Causal Problems and `causalprog`

TL;DR, causalprog solves

\[ \max_{\Theta} / \min_{\Theta} \sigma(\Theta), \quad \text{subject to } \quad \mathrm{dist}(\phi_\mathrm{data}, \phi_\mathrm{model}(\Theta))\leq \epsilon, \]

given

a (parametrised) causal model \(\Theta\),
a causal estimand \(\sigma\),

and matching constraints \(\phi = (\phi_j)\), where;

\(\phi_\mathrm{data}\) is empirically observed values of \(\phi\),
\(\phi_\mathrm{model}\) is the analytical estimate of \(\phi\) given \(\Theta\),
\(\mathrm{dist}\) is a non-negative valued distance function (such as a suitable norm),
a tolerance parameter \(\epsilon\).

Causal Problems

In full generality, we can describe a causal problem as follows.

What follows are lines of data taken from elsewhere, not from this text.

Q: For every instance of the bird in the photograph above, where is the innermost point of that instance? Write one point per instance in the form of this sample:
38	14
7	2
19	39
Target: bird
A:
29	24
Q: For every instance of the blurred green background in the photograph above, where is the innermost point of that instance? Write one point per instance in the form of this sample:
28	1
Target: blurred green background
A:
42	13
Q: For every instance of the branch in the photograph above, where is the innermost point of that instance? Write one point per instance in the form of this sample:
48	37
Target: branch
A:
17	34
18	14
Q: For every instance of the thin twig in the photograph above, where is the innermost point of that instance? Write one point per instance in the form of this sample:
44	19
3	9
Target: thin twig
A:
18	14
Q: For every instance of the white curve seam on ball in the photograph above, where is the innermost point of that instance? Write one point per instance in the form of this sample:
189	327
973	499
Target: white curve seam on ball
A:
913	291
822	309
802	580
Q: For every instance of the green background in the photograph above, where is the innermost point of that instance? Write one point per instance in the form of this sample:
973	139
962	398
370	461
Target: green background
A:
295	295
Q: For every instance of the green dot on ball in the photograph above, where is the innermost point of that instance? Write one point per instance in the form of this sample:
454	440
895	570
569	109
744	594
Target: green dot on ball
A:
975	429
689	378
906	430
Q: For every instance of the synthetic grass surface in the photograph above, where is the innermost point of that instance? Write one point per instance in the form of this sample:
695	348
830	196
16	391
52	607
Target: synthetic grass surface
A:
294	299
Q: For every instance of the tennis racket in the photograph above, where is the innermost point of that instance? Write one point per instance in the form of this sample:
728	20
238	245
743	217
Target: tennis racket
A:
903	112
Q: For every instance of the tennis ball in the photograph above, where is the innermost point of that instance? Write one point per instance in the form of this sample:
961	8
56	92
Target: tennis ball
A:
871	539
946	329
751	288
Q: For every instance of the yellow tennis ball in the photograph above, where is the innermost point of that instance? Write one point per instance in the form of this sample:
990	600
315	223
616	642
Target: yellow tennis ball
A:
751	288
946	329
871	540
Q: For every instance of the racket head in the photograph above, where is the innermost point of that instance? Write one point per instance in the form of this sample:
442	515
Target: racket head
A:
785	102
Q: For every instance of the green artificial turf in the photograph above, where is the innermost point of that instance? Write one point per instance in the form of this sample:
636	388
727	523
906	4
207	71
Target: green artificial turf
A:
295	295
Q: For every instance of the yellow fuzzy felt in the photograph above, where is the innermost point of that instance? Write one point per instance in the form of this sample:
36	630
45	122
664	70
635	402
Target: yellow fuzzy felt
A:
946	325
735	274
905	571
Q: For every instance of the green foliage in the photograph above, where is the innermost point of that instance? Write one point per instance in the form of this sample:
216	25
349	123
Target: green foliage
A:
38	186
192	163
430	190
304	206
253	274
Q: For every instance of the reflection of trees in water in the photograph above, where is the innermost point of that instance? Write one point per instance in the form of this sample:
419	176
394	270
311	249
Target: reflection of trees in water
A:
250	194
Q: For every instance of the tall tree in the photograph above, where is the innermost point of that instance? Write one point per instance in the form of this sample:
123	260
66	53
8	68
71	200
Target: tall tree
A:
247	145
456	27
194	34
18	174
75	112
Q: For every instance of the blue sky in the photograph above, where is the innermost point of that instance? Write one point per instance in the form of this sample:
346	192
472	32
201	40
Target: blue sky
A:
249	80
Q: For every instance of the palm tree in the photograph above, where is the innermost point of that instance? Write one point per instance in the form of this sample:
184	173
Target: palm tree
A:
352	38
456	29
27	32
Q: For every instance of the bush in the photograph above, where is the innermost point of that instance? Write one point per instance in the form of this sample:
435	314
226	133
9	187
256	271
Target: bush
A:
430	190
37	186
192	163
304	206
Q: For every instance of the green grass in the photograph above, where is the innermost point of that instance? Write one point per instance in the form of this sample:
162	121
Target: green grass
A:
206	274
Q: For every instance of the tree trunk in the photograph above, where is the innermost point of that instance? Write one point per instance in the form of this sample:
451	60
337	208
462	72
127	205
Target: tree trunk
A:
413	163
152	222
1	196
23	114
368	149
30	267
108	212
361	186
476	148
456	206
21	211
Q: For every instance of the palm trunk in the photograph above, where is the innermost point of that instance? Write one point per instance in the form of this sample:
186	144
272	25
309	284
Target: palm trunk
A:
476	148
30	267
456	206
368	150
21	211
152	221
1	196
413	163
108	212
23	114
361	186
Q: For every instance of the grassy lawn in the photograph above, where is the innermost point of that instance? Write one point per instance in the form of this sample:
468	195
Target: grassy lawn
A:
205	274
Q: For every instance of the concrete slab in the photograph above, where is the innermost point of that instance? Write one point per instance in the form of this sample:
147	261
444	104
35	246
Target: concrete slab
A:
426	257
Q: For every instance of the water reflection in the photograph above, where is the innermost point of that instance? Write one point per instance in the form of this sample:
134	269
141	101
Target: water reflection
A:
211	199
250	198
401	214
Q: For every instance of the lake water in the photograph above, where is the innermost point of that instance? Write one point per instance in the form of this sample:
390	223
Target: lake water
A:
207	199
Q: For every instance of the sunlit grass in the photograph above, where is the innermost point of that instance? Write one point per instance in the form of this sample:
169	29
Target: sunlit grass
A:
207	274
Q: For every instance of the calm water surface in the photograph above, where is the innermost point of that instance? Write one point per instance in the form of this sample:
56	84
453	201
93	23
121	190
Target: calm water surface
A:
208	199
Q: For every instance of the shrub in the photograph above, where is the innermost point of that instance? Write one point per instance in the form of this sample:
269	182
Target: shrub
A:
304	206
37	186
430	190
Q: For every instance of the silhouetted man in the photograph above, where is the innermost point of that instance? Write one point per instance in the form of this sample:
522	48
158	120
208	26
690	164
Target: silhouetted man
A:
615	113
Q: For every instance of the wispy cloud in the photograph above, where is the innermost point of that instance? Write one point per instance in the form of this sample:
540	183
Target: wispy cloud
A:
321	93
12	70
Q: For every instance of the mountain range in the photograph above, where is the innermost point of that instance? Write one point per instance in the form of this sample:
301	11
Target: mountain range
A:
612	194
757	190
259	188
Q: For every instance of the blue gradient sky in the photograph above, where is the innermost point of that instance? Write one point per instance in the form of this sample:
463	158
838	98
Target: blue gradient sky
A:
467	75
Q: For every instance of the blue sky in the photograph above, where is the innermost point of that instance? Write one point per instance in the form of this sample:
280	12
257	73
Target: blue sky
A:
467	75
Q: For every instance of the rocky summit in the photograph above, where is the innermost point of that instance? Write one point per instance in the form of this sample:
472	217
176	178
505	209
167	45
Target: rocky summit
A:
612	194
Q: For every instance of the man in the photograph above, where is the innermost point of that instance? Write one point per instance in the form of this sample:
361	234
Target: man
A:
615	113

Let \(X_1, X_2, ..., X_I\) ( \(I\in\mathbb{N}\) ) be a collection of random variables. For each \(i\), let \(V_i \subset {1, ..., i-1}\) be the (possibly empty) collection of the indices of the random variables that \(X_i\) is dependant upon. Note that we are assuming (WLOG) that the random variables are indexed somewhat sequentially in terms of causality / dependency.

The structure imposed by the \(V_i\) allows for the relationships between the \(X_i\) to be realised as a DAG (Directed Acyclic Graph). The nodes represent the random variables \(X_i\), and as such we use the notation \(X_i\) interchangeably when referring to the random variables or nodes of the associated DAG. An edge directed into \(X_i\) from \(X_k\) (where \((k < i)\)) encodes that the distribution of \(X_i\) depends on \(X_k\).

Let \(D_i = \otimes_{k\in V_i} X_k\) and for each \(X_i\). Assume there exists a function \(f_{X_i}\), deterministic in its arguments, and with \(\mathrm{dom}(f_{x_i}) = D_i\), such that \(X_i \sim f_{X_i}\). That is to say, for each \(i\) there is some deterministic function \(f_{X_i}\) such that, given realisations of \(X_k, k\in V_i\), \(f_{X_i}\) fully describes the distribution of \(X_i\). We will refer to the \(f_{X_i}\) as the structural equation of \(X_i\). The (parametrised) causal model is then \(\Theta := \left\{ f_{X_i} \right\}_{i\leq n}\).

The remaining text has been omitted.